Had the Democratic Alliance (DA) not walked out of parliament this afternoon (12 June 2012), Shadow Minister of Communications Marian Shinn would have delivered a 2-minute speech explaining the DA’s decision not to support the Department of Communications’ budget.
“For the past 18 years the Department of Communications has failed South Africa,” the speech begins. “If it continues on its present bumbling path, it will cripple our economic growth and be a major hindrance to the delivery of services by all spheres of government.”
Shinn wrote that perpetual policy reviews, workshops and expensive conferences create the impression of a leadership incapable of grasping the issues and urgently making bold decisions.
“It is caught between the ideological obsession of controlling the outcomes of its misguided policies and putting in place an ICT ecosystem where the smartest and most innovative South Africans can apply their skills for our nation’s success,” said Shinn.
The Telkom-KT deal
Shinn went on to call Telkom a parastatal.
“Surely this is reckless disregard by the majority shareholder for the value of this state asset and the role it plays,” Shinn said.
Shinn said that this proposed deal was an opportunity for risk-free growth for the “struggling and uncompetitive” Telkom.
However, Cabinet failed to grasp the deal’s potential for market and job growth, skills upgrading, and infrastructure rollout, Shinn said.
“Telkom owns most of the broadband infrastructure in the country and the KT Corp deal promised to fast track its expansion to meet the Minister’s 2020 goal,” Shinn said. “But we slammed the door on that opportunity.”
Digital terrestrial television migration
Shinn said that South Africa’s migration from analogue to digital terrestrial broadcasting is another DoC project “in a muddle”.
“The Minister is having the wool pulled over her eyes about the pace at which the SABC is migrating to digital broadcasting,” Shinn said. “In fact the transition has hardly started.”

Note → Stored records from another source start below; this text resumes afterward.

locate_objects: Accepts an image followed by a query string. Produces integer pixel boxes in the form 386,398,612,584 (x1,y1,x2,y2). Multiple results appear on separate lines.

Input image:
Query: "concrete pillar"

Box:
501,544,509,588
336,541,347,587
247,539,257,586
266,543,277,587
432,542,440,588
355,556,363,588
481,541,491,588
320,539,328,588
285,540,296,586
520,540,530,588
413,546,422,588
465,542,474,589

There is still confusion about whether South Africa will import the set-top boxes (STBs) needed to convert digital signals for viewing on our current TV sets, or be restricted to the more expensive locally made ones.
Contrary to the DoC’s advertising campaign, Shinn remarked, these STBs will not be available until the middle of next year (2013).
“The department’s policies, poor leadership and lack of capacity will doom South Africa to slip further behind other African countries in becoming economically empowered through technology,” Shinn concluded.